Malgré cette atmosphère étouffante, le Français, dont l'un des proches compagnons d'infortune donnait des cours de philosophie à Evin, a pu observer, dans la discrétion, des "assemblées" s'organiser. Ces réunions visaient à trouver des compromis politiques au sein de la "prison publique", cette section d'Evin aux conditions plus "humaines" où il a ensuite été transféré. Outre des actions symboliques, comme une grève de la faim collective pour l'anniversaire de la mort de Mahsa Amini, les échanges en prison pouvaient servir de socle à des réflexions plus profondes sur l'après-régime.
Kamyar Sharifi, autre étudiant téhéranais arrêté à cette période, a ainsi assisté à des débats sur "l'identité islamique du pays" ou sur l'avenir même du centre de détention : le "préserver comme une forme d'héritage ?" La question du traitement de leurs propres bourreaux occupait aussi les esprits. "Imaginez la scène : nous sommes leurs prisonniers, et pourtant, dans un coin de la cellule, certains chuchotent que le jour de la libération, nous ne devrons pas leur ressembler, se souvient le jeune homme aujourd'hui basé à Londres. Nous devrons les traiter avec équité, sans aucune torture, rien de tel ; simplement leur garantir un procès juste devant un tribunal impartial."
"Des discussions émergeaient sur ce à quoi pourrait ressembler un avenir politique idéal, poursuit Mohsen Amiri qui détaille certains scénarios imaginés dans la pénombre des cellules : les détenus d'orientation de gauche s'articulaient plutôt autour de versions d'une démocratie fédérale. Les libéraux, de leur côté, décrivaient souvent des modèles républicains ou des formes de monarchie constitutionnelle. Ces conversations existaient bel et bien, mais elles relevaient davantage de l'exploration intellectuelle que de la stratégie organisationnelle."

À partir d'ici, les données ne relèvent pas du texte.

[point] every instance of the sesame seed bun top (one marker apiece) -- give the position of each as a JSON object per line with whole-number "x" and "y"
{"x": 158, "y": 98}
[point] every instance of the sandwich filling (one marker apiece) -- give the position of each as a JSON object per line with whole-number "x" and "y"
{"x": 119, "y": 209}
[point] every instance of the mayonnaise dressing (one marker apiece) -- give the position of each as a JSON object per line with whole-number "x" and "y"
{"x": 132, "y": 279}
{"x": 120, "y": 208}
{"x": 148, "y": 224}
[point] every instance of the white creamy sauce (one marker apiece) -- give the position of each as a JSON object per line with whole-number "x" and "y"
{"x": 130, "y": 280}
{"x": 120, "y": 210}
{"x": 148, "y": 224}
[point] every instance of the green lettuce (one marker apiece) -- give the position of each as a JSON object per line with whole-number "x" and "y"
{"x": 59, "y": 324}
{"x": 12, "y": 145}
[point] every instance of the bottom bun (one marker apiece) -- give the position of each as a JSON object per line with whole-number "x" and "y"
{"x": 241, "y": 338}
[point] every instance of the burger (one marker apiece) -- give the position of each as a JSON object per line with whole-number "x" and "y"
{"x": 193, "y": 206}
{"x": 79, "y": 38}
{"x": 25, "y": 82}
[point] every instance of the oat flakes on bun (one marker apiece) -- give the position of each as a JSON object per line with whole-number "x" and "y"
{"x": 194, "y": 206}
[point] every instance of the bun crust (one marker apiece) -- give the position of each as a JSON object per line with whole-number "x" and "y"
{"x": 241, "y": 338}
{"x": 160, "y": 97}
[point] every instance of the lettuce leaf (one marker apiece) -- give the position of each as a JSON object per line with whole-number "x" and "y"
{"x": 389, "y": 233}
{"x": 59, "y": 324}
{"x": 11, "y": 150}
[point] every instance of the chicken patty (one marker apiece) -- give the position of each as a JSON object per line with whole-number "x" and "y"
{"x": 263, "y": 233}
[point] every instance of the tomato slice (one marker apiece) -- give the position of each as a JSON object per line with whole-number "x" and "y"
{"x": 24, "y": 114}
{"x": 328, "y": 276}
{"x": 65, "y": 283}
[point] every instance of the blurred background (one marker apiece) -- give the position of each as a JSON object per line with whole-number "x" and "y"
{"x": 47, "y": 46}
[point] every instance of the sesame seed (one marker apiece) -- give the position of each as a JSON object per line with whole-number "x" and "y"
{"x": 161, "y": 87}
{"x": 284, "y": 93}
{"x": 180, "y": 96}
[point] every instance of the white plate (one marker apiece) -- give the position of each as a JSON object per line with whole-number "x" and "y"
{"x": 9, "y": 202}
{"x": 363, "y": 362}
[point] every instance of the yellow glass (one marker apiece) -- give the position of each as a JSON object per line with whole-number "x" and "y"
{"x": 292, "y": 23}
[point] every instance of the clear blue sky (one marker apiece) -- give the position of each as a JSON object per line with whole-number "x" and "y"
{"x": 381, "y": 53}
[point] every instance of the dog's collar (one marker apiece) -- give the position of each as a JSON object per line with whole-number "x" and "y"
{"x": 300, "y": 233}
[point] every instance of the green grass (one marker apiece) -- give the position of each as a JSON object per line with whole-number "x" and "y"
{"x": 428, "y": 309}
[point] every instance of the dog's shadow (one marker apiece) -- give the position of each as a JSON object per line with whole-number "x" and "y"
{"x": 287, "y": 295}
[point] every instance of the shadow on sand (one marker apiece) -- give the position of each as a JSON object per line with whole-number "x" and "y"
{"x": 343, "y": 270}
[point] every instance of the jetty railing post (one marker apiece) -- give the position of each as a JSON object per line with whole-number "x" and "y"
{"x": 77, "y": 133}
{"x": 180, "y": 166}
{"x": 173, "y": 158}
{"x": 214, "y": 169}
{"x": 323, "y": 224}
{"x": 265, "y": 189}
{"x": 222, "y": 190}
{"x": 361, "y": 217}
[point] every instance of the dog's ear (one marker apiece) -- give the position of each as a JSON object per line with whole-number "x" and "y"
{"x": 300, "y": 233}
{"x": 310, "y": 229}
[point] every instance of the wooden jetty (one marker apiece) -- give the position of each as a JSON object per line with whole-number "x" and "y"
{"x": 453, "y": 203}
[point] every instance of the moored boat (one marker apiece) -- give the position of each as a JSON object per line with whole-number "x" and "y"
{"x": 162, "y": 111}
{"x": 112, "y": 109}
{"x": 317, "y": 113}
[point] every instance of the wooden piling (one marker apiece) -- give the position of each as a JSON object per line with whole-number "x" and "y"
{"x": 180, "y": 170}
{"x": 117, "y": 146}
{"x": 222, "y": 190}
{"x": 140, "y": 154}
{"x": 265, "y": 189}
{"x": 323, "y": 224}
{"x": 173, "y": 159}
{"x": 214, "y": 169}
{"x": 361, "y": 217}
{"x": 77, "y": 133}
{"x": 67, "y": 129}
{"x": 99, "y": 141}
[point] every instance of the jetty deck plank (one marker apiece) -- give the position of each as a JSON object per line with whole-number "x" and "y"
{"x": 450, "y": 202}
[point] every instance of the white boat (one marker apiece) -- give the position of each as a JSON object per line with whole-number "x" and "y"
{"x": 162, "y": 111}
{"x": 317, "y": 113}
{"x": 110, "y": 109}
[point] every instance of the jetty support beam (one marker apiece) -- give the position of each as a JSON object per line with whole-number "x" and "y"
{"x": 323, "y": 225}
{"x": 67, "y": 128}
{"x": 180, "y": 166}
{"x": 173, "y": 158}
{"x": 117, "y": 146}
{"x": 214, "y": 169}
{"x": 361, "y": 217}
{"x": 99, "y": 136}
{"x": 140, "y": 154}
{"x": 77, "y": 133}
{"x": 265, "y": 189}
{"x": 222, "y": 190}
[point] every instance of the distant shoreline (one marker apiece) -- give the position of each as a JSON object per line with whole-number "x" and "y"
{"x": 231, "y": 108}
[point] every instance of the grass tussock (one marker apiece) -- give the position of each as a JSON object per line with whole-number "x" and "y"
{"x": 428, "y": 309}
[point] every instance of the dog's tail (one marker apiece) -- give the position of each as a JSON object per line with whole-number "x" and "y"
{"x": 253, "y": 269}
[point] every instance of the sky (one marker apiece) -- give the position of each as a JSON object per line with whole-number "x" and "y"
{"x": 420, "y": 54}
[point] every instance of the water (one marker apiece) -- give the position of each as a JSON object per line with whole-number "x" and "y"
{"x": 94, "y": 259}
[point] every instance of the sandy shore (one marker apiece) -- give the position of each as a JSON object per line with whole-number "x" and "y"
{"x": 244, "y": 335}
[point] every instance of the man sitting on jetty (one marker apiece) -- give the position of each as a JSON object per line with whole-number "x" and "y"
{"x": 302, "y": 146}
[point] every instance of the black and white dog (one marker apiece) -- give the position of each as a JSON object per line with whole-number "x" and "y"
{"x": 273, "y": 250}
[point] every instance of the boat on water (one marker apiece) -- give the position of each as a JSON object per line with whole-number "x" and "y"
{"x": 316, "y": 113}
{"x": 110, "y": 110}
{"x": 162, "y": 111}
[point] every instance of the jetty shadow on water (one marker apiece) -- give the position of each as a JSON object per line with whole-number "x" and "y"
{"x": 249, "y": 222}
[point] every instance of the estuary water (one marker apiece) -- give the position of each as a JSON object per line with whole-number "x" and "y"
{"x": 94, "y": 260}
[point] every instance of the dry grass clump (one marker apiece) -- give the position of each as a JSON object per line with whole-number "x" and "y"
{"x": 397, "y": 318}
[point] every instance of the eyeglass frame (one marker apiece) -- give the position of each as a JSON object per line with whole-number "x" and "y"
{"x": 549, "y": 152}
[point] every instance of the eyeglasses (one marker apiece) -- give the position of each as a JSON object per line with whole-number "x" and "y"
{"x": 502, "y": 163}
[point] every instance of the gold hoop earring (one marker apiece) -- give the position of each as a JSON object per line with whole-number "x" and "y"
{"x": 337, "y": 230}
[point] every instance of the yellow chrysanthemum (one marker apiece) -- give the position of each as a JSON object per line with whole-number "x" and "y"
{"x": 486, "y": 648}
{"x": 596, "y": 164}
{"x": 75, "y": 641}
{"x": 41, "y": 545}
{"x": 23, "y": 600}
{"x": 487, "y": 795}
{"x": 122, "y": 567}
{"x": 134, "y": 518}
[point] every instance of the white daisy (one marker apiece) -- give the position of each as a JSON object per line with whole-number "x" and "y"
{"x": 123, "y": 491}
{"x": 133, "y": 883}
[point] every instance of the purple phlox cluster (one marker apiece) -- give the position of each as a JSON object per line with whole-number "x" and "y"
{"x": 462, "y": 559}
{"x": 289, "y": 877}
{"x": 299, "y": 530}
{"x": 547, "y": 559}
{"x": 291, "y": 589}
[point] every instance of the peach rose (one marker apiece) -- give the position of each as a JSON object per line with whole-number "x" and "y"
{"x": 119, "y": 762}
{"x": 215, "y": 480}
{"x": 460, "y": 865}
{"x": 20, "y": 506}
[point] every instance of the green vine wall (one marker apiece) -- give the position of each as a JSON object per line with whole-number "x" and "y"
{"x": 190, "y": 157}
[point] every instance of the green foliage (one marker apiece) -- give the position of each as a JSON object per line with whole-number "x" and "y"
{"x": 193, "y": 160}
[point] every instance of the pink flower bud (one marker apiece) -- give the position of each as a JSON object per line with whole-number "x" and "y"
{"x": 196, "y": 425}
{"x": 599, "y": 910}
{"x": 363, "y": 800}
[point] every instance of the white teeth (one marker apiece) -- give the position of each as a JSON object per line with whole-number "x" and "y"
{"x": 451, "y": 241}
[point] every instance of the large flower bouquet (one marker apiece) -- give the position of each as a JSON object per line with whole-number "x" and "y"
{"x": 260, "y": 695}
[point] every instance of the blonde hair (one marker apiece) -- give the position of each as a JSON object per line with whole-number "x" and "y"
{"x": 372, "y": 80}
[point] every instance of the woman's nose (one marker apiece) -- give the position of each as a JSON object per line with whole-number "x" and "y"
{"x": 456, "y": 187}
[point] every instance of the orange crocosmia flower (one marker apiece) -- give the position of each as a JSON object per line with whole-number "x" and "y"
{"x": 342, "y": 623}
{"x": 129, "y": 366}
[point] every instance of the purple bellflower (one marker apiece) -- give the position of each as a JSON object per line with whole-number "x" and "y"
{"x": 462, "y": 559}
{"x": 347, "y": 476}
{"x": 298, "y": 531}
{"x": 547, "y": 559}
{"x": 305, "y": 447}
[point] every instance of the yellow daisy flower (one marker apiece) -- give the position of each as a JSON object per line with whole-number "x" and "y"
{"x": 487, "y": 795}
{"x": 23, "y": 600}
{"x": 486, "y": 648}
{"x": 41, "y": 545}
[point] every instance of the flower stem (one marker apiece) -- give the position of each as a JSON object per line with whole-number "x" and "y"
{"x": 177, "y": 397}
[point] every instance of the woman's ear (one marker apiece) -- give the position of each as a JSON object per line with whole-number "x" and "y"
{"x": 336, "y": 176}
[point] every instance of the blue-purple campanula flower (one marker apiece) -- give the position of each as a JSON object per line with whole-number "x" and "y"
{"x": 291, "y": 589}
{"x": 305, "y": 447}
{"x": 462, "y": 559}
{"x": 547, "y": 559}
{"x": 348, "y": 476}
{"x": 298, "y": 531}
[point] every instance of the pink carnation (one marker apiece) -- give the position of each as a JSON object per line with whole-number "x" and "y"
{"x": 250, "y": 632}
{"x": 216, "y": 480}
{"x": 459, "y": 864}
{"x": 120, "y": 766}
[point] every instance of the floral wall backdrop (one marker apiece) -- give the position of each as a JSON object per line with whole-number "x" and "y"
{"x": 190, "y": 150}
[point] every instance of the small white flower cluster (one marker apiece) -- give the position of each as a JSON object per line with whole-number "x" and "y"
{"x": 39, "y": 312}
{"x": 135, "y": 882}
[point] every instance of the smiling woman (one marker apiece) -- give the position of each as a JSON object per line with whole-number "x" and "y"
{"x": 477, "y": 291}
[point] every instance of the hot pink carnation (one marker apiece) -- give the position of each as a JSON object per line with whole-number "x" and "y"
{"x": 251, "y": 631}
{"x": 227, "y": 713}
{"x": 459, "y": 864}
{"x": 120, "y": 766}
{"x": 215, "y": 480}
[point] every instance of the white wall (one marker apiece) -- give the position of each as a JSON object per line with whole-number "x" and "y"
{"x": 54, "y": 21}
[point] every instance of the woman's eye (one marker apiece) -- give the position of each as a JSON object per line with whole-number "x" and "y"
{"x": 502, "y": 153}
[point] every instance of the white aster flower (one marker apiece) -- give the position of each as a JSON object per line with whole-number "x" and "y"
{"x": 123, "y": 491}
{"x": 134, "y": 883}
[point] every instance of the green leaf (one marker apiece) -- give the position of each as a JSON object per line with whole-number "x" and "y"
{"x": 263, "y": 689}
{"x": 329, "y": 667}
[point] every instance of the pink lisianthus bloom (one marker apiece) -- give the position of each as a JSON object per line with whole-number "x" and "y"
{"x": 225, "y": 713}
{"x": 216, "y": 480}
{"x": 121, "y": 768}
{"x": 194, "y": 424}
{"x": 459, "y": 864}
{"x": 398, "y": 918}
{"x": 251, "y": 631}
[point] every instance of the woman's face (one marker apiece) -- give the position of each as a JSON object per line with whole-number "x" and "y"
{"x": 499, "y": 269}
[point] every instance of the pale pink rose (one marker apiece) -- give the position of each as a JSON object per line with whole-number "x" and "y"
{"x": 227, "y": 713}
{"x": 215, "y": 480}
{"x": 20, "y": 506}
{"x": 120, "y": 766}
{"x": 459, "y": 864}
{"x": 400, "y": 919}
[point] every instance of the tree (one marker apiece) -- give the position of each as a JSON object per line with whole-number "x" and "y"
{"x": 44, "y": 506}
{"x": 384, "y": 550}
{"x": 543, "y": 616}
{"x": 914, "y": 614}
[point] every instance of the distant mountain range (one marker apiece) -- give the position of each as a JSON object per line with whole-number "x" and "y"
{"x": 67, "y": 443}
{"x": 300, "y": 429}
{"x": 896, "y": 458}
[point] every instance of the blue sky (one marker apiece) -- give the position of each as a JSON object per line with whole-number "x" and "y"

Ces questionnements sur l'après-République islamique n'ont cessé de gagner en intensité. Le futur doctorant, qui a vu nombre de ses ex-codétenus se tourner vers un soutien explicite au fils du dernier chah, Reza Pahlavi, estime que des figures comme le sociologue Saeed Madani, le réformiste Mostafa Tajzadeh, le journaliste politique Mehdi Mahmoudian, proche du même courant, et Narges Mohammadi, pourraient jouer un rôle de premier plan dans un futur conseil de transition. Louis Arnaud abonde en ce sens en voyant à Evin les figures clés d'un virage démocratique, "en parallèle à Reza Pahlavi", dont le nom a été massivement scandé dans les rues du pays et à l'étranger, en janvier. Entre les bombes et les barreaux, l'Iran retient son souffle.